Three-sentence summary: This paper shows that making language models better at reasoning using RLVR does not automatically improve the quality of their text embeddings. Using a new three-level analysis tool (HRSA), the authors find RLVR preserves the global map of meanings while reshuffling some local neighborhoods and, under long training, slightly rotating feature axes.

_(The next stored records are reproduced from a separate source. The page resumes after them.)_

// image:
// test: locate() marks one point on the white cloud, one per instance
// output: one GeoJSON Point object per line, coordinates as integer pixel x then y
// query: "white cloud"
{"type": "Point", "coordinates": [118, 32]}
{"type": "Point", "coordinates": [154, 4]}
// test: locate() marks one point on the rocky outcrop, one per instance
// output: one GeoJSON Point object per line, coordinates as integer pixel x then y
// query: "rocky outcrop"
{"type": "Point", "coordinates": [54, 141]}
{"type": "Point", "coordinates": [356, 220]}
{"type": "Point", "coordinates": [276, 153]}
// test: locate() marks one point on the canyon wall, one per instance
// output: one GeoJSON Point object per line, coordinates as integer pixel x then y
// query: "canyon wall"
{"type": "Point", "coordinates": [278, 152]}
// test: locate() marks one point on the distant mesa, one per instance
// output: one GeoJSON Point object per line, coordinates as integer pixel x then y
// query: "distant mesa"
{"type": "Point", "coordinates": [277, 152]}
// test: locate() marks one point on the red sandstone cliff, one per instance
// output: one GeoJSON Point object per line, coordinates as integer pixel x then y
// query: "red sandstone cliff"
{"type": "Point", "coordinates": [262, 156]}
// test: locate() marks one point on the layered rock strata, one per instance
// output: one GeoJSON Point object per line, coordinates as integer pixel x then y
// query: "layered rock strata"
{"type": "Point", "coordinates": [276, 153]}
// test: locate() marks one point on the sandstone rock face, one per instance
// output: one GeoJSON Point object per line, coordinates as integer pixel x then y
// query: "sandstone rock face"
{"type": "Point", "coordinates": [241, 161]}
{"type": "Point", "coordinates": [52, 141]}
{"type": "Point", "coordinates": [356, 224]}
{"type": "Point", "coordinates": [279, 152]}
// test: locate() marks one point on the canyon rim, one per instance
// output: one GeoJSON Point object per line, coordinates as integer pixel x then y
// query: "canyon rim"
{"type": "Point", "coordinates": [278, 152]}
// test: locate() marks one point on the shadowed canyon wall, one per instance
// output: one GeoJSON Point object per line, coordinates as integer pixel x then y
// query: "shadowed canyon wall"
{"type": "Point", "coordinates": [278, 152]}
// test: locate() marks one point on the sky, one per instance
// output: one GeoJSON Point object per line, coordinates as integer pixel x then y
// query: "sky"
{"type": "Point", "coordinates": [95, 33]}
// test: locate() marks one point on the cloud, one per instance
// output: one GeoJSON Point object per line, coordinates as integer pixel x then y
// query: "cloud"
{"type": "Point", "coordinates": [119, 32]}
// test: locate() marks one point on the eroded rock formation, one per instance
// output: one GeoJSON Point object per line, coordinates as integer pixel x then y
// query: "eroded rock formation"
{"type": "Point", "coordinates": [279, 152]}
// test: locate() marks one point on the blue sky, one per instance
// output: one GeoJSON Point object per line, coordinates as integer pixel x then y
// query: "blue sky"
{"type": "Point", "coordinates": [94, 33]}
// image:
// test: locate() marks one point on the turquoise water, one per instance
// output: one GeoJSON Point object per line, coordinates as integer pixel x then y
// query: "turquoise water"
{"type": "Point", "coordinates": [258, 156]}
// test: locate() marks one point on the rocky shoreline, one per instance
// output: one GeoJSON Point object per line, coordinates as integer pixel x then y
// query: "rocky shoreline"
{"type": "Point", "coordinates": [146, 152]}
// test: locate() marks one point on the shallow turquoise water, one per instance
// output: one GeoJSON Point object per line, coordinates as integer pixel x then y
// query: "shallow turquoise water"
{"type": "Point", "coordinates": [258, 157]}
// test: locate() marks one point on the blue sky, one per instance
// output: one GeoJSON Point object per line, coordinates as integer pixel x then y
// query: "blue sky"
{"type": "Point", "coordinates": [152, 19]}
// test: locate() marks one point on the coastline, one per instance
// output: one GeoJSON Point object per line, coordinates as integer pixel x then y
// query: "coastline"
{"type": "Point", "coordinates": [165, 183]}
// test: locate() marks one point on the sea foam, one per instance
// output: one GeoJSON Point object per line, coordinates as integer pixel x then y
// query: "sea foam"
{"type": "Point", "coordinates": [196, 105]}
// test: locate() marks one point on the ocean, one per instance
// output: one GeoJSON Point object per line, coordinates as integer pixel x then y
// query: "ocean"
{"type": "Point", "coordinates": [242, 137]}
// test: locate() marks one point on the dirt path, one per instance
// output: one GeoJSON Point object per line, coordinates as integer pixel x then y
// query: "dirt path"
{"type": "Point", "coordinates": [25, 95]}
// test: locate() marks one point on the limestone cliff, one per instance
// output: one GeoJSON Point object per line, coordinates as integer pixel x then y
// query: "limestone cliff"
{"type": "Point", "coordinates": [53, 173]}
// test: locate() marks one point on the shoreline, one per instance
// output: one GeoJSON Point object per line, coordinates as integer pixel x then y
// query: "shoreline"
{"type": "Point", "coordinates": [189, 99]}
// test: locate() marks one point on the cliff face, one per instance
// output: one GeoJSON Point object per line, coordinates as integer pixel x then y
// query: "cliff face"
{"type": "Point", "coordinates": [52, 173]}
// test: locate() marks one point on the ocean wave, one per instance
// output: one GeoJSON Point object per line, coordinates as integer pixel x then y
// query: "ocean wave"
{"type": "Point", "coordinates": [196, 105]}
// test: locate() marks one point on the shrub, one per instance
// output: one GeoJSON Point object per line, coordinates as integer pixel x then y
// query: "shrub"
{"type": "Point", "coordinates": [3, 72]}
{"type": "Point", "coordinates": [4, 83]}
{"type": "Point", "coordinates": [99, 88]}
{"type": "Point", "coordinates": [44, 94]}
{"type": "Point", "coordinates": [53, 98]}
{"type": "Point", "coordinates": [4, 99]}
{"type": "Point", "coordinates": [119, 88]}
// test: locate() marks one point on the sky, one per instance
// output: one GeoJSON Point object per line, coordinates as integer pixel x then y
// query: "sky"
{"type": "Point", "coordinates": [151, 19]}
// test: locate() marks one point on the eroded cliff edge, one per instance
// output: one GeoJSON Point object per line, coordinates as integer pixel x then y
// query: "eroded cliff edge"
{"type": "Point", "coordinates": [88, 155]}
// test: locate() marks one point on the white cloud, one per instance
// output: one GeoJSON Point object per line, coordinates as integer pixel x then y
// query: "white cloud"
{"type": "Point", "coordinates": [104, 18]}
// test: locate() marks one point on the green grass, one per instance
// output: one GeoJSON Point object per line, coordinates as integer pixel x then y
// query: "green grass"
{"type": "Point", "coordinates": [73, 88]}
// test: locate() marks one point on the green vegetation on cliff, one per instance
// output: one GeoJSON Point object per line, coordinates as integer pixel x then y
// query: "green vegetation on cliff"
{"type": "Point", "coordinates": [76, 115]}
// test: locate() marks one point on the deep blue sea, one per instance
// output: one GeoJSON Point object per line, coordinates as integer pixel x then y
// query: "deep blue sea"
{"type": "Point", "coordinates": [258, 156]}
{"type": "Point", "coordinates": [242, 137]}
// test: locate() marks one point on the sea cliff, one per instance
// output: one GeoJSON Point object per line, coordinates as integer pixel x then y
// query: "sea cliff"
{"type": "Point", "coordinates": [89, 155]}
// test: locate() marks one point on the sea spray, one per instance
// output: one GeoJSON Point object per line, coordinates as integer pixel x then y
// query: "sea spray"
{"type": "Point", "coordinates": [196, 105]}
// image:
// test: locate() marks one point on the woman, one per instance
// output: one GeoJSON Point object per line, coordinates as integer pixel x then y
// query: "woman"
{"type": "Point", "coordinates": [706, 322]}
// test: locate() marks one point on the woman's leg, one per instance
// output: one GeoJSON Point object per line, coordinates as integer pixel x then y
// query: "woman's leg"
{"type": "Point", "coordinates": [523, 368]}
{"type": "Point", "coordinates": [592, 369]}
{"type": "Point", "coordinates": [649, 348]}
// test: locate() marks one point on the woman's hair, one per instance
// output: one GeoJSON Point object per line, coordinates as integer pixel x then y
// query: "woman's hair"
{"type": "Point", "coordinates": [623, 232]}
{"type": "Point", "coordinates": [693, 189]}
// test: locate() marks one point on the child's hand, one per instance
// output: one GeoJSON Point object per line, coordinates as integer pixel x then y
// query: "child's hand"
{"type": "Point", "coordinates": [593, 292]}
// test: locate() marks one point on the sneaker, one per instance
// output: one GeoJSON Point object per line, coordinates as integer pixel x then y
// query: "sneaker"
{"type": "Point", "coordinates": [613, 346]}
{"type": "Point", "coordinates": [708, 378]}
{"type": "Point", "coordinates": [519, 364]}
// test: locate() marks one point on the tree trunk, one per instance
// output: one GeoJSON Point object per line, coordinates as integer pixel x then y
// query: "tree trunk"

When both base and RLVR backbones are trained as embedding encoders with the same contrastive recipe, they realign globally and perform the same.

Main achievement: Introducing HRSA and using it to uncover Manifold Realignment, which explains the “null effect” by showing RLVR optimizes how models travel through an existing semantic landscape rather than redrawing it.

Future directions: Explore geometry- and basis-aware regularizations for SFT to reproduce RLVR’s stable-global/adjusted-local footprint, probe the exact training signals that control local reorganization and coordinate drift, and test HRSA and realignment phenomena in vision and audio.

Why remember this: It resets expectations—better “thinking” isn’t the same as better “grouping.” If you want stronger embeddings, focus on the contrastive recipe, data quality, and negatives. HRSA gives the community a clear, reusable lens to diagnose how training changes the hidden map inside models.